By the end of January 1953, the month that President Harry Truman handed power to President Dwight Eisenhower, the debt was $267,402,058,632.56.

By the end of January 1961, the month when President Dwight Eisenhower handed power over to President John Kennedy, the debt had risen to $289,795,752,640.38.

By the end of January 1969, when President Lyndon Johnson ceded office to President Richard Nixon, it had risen to $362,629,668,607.84.

By the end of January 1977, the month that President Gerald Ford was succeeded by President Jimmy Carter, it had jumped to $653,907,000,000.

By the end of January 1981, the month Carter was succeeded by President Ronald Reagan, it stood at $934,073,000,000.

At the end of January 1989, the month that President George H.W. Bush succeeded Reagan, it hit $2,697,957,000,000. Four years later, when President Bill Clinton took over for Bush, it was $4,167,200,000,000.

Eight years after that, when President George W. Bush took office on Jan. 20, 2001, it stood at $5,727,776,738,304.64.

Then it rose to $10,626,877,048,913.08 by January 20, 2009, the day President Barack Obama took office; then to $19,947,304,555,212.49 by January 20, 2017, when President Donald Trump took office; then to $27,751,896,236,414.77 on January 20, 2021, when Biden took the oath.

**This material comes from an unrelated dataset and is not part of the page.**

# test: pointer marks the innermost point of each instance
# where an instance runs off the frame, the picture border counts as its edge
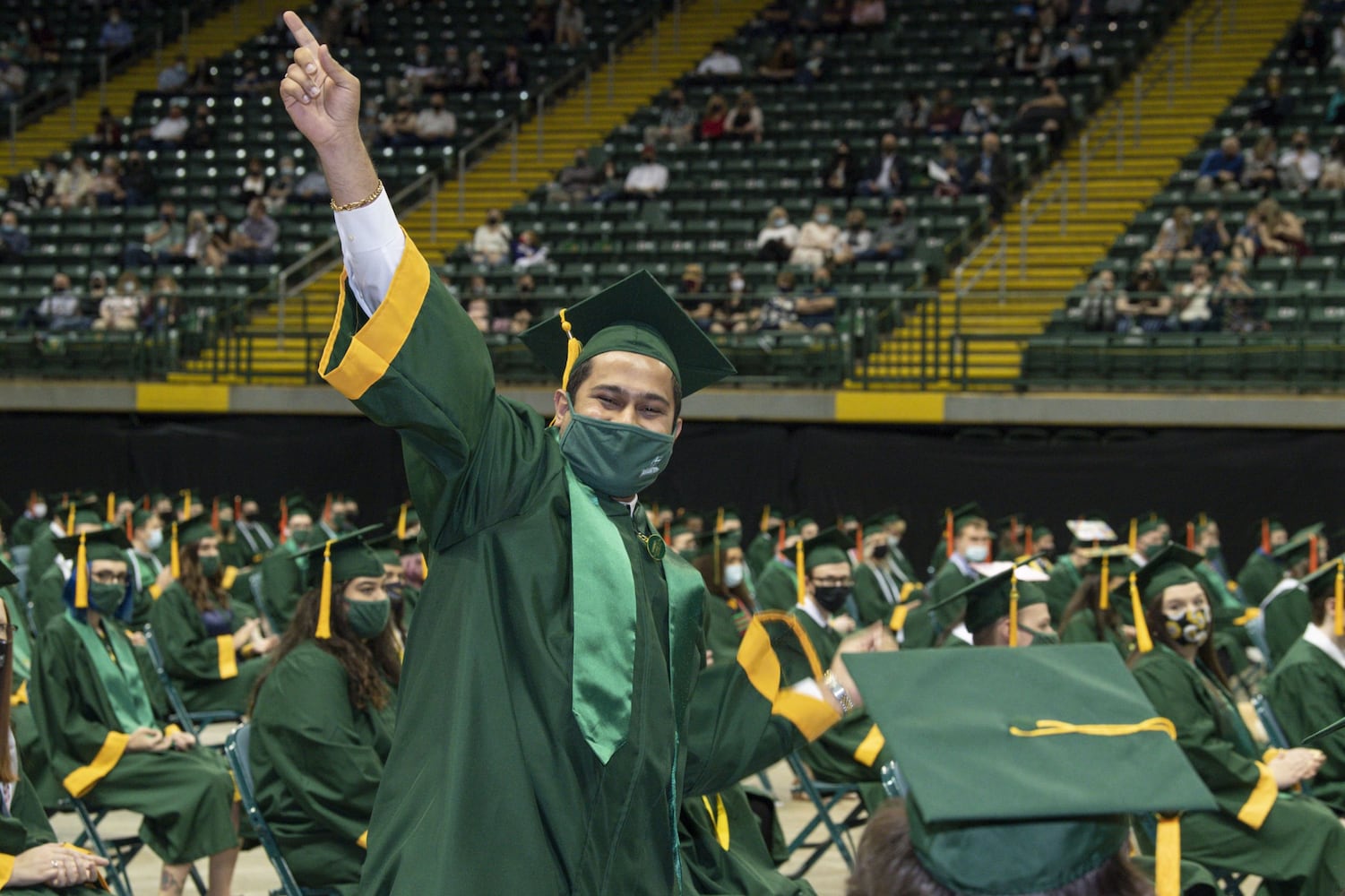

When Biden became president in the face of a $27.75 trillion debt, the first thing he did was to push for Congress to pass a massive spending bill. This time, the rationale was not a war or a depression but a pandemic.

“President Joe Biden signed the first major legislative achievement of his young presidency Thursday, moving to get a $1.86 trillion COVID-19 aid package into law as quickly as possible,” the Congressional Quarterly reported on March 11, 2021.

Given the long-term upward trend in the federal debt in the years since Roosevelt’s administration, it is unlikely that politicians in Washington, D.C., will seriously roll it back any time soon.

That means that the American generation that has not yet reached adulthood will eventually bear the burden for the debt that Biden and his predecessors incurred in their name.

Given that the Census Bureau says there were 73,106,000 Americans under 18 years of age in 2020 — the year Biden was elected — the $2,115,125,273,159.15 increase in the federal debt since Biden’s inauguration equals an added burden of $28,932 for each one of those young people.